Loan To Value Ratio Formula

Loan To Value Ratio Formula

Mya is buying her first car and is looking forward to the day when she has her own freedom to travel all over the country. She cannot afford to buy a car in cash, so she will be applying for a car loan. For the past year she has ensured that her credit record is impeccable by paying her credit card on time, and has paid all of her accounts. 

She is aware that in addition to her creditworthiness and affordability, another important factor will be whether or not she has a significant deposit amount.  

Loan to value ratio formula: 

Loan Amount / Value of property or car 

The ratio is expressed in percentage form. 

This formula is regarded as a lending risk assessment ratio because it is typically used by lenders to assess how much risk is involved. 

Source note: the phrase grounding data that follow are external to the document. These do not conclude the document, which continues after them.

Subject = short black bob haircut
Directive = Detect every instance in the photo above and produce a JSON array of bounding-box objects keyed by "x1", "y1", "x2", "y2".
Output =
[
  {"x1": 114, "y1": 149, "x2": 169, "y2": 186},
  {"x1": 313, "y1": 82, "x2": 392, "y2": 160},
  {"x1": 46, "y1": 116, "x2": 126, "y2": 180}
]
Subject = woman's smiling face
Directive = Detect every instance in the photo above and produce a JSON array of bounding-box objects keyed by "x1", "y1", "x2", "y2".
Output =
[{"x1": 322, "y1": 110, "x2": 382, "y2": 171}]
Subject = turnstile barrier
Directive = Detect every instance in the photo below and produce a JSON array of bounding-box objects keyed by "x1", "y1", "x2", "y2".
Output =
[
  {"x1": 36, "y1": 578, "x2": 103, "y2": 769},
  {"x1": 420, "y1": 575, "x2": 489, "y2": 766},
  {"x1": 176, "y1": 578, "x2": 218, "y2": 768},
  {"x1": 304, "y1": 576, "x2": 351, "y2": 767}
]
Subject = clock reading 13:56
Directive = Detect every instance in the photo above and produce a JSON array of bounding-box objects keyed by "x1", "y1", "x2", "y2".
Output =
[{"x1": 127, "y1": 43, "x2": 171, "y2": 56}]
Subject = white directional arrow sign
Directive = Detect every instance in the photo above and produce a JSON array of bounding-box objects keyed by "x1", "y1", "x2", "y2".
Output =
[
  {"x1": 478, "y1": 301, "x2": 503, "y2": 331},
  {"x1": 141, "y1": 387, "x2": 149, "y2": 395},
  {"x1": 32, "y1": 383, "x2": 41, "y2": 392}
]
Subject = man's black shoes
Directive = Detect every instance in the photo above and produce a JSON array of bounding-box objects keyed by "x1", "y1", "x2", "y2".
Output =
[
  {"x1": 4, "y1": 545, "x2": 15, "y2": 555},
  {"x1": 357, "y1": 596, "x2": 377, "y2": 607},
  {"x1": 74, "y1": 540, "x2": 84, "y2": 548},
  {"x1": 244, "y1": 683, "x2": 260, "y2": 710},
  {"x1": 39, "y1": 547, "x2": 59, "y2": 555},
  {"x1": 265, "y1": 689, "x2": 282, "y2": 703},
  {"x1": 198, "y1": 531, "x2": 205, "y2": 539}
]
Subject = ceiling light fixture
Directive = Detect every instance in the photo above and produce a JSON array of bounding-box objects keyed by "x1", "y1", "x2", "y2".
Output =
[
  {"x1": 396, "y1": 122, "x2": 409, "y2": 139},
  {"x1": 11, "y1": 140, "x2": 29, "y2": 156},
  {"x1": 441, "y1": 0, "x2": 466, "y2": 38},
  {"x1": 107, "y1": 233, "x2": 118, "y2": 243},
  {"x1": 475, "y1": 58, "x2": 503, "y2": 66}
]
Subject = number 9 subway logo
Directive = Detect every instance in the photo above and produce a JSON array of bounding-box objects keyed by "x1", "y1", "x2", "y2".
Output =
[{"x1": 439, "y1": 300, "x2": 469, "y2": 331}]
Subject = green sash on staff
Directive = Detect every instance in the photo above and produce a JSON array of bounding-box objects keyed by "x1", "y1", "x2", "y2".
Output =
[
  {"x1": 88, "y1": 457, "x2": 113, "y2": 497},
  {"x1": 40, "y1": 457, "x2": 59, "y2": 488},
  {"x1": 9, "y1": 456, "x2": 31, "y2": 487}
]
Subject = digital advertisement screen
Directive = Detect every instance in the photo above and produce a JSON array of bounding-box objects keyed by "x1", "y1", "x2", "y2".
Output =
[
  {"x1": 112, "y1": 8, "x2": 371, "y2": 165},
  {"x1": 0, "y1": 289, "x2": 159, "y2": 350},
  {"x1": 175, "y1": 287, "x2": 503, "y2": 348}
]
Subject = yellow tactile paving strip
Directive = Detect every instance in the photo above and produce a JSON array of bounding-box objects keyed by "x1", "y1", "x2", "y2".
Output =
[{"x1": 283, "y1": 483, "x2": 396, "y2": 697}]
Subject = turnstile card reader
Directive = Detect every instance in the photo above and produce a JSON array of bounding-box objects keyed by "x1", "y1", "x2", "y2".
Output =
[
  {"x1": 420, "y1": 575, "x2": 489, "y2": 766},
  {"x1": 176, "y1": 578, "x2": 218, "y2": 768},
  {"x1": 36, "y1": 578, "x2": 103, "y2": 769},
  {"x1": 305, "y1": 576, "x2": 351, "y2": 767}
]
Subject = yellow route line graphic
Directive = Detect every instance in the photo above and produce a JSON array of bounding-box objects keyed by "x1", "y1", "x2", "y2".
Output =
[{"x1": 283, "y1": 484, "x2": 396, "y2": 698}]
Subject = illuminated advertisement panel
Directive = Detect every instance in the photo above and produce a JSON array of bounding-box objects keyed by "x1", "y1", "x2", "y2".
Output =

High LTV ratios mean higher risks. A percentage of below 80% is likely to result in the lowest possible interest rates. So if Mya’s deposit amount is more than 20% of the value of the car, then the bank will regard her as a low risk. 

If the LTV ratio is beyond the lender’s guidelines, a higher down payment may be required. Lenders set maximum LTV rates. 

Knowing how the loan to value ratio formula works is important because it will help Mya set her maximum budget and expected down payment. 

A higher ratio means that the lender is taking more risk. A high LTV also means that interest rates are higher for the borrower.  

A lower LTV ratio means that you’re putting more money down and are effectively borrowing less when purchasing. Mya should aim to achieve this when she plans for her car finance application.